A partire da questa consapevolezza, secondo Laconi, la Costituzione va considerata come un atto vivente, non può essere ridotta a una sommatoria di norme, a uno schema tecnico «elaborato a tavolino». Per questa ragione non sarebbe stato possibile né comprendere né valutare criticamente sia l’impianto generale sia le minute norme della Costituzione senza aver colto il senso dell’impostazione concettuale e ideologica che in questa dialettica ha finito per prevalere, giungendo ad una volontà collettiva ed unitaria. Per Laconi la gran parte dei costituzionalisti italiani non comprendeva l’effettiva originalità ideologica della Costituzione italiana perché la interpretavano come una semplice restaurazione modernizzata, sotto le forme repubblicane, della macchina statale liberale prefascista. Una tale impostazione era per Laconi antistorica e priva di consistenza scientifica, oltre a essere del tutto arbitraria.
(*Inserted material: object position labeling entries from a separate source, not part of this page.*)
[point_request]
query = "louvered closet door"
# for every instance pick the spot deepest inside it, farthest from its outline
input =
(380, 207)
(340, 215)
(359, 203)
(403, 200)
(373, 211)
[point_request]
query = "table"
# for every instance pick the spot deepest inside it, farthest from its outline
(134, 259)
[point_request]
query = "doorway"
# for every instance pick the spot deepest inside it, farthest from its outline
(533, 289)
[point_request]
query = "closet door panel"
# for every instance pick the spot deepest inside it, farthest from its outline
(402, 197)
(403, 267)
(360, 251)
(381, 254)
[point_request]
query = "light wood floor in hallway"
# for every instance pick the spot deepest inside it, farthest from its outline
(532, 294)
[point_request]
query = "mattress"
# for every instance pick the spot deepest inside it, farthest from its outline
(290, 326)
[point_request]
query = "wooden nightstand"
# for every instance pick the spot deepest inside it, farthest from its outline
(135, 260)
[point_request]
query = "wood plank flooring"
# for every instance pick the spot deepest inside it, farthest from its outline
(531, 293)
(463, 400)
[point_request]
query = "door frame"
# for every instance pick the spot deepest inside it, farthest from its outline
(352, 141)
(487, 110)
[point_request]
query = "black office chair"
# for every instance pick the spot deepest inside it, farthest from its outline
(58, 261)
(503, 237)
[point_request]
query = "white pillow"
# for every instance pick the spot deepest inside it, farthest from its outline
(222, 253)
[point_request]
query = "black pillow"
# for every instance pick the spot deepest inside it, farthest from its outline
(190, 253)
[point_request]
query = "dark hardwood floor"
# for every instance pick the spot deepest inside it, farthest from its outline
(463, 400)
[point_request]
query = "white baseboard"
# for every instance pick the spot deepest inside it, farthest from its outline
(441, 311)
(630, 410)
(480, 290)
Per interpretare il significato della Costituzione si sarebbe dovuto partire dal coacervo di avvenimenti che caratterizzarono il periodo tra il 43 e il 46, con il superamento della classe dirigente prefascista e l’avvento dei tre partiti di massa, l’opposizione storica nel vecchio Stato liberale che nell’Assemblea costituente ottennero 392 voti su 476. Tra questi tre partiti non c’era piena affinità ideologica, ma essi partivano da una base comune: non solo la condanna del fascismo, e la critica pesante per le responsabilità dei gruppi dirigenti liberali, ma anche l’esigenza di creare uno Stato interventista di tipo solidaristico. Questa base comune trovava nella Costituzione un impianto programmatico vincolante che andava oltre la concezione liberale dello Stato, dunque non era né una rivoluzione né una restaurazione.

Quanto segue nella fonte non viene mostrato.